Tuesday, May 09, 2017

Grandma explains "Tommy" by the Who

click the link above and listen as you read the story below.

About a year after we moved from the city to then-rural Chilliwack, a friend got me a weekend job cleaning the Dairy Queen on Saturday night.  The manager was a terrific boss who let me come in any time before Sunday opening to do my four hours of cleaning.  He invited me to help myself to sodas and Dilly Bars while I worked. This was great for me.  It meant I could play high school sports out of town and still come back late to do my cleaning.  It also meant I had a few bucks in my bank account.
One of my first purchases was a big boxy record player - mono HiFi - that I bought at a second hand store in Seattle on a trip with cousin Mark and Aunt Betty.  Five bucks and I had a musical world awaiting me. The next order of business was to purchase, with very limited funds, quality records. Records were never bought at the store for full price.  Sales,  deleted issues, used records and the Columbia Record Club.  All albums had to have more than one "hit" or I wouldn't buy them, and "Best of" records were a premium buy.
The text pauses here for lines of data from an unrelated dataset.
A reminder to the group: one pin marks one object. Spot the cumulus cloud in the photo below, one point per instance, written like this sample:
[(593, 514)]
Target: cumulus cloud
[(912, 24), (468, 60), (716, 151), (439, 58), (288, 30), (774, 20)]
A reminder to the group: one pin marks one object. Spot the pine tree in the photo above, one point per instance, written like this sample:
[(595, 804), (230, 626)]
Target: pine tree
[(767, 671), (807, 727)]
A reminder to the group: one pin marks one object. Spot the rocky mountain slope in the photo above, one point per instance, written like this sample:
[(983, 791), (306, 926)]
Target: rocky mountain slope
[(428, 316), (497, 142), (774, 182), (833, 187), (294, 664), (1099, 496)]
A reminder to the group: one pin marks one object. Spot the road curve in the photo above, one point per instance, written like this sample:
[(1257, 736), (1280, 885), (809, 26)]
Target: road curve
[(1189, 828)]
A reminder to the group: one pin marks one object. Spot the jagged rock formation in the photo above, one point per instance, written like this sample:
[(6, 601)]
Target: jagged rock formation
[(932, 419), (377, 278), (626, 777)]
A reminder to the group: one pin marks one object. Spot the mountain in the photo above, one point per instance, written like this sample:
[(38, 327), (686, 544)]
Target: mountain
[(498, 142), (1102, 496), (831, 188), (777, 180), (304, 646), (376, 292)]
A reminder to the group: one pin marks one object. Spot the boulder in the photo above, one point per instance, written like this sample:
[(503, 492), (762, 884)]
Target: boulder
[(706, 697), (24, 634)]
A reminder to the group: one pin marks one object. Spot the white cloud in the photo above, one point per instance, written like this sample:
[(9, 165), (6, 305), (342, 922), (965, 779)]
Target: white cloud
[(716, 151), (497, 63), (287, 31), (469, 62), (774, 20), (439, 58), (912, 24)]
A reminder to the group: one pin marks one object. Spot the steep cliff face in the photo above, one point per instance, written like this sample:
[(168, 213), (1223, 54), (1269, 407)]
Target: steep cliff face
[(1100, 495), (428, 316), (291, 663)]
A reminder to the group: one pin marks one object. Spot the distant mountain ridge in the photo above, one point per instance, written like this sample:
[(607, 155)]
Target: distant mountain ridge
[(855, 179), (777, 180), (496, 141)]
My Columbia record selection in early fall was the Rock Opera "Tommy".  I hadn't heard the record in its entirety but I had heard enough of it to know it would meet my qualifications for purchase, plus it was a double album for same price as a regular. The day it arrived mom handed it to me and said, "Why don't you take this next door and listen to it with your Grandma?"

Huh? 

Grandma hated rock music (or "infernal racket" as she often called it).  She once told me to turn off George Harrison's "My Sweet Lord" on Boxing Day (it was a valued gift from a school friend), adding "awful, awful, eeccchhh" for emphasis.  Of note, she seemed fine with the "Hallelujah" early chorus, her negative reaction came during the "Hare Krishna" late chorus.  I wasn't convinced the music appreciation visit was a good idea.

My mind raced through the selections I would be sharing with her:
Fiddle About - wicked Uncle Ernie, yikes!
The Acid Queen - I don't want to have to explain what that is or how I know...
And all that "See Me - Feel Me - Touch Me - Heal Me" bordered on an interpretation of religion my sixteen year old head was not prepared to entertain with my devoutly Catholic Grandmother.

"Mom, I don't think Grandma is going to want to listen to this."
"Try her."
I tucked my new record under my arm and headed next door to ask my beloved Grandma if she wanted to listen to my new record with me. "It's the Rock Opera Tommy by the Who." Her eyebrow raised at the word "opera". 
"Bring it in."

I carefully cut the protective plastic and examined the photo contents for objectionable pictures of Fiddling or Acid Queens, and placed the needle on the record, held my breath and waited ready to stop the music at a moment's notice.
"This is the overture," she said," where you will hear little bits of the each song in the opera."
I did not know that.  Suddenly I was hearing bits of each song - Pinball Wizard, Go to the Mirror, See Me, Feel me, We're not Gonna Take it, Ernie, I'm Free... My head was tingling. 
"this is called an aria" 
"he's a tenor but the other one was an alto"
"it would seem the composer is also the librettist and a main performer" .... 

Grandma had explained The Who to me, Grandma had explained opera to me. 
 "See, here, we heard that horn section early in the Overture."  And she was buried in the story line about the English military man who came home after the war to a completely changed life.
We had tea, listened to the opera in its entirety, and I learned I could hold my breath for 3:30 (Acid Queen).

I managed to sneak in a washroom break while Uncle Ernie fiddled about.

Tommy

Upon reflection, I should not have been so surprised.  Grandma had introduced me to Joan Baez, Pete Seeger, Kingston Trio.  She loved melody, she loved a good story, "Tommy" had all of that.  What it didn't have, I suppose, was lot of Hare Krishna choruses.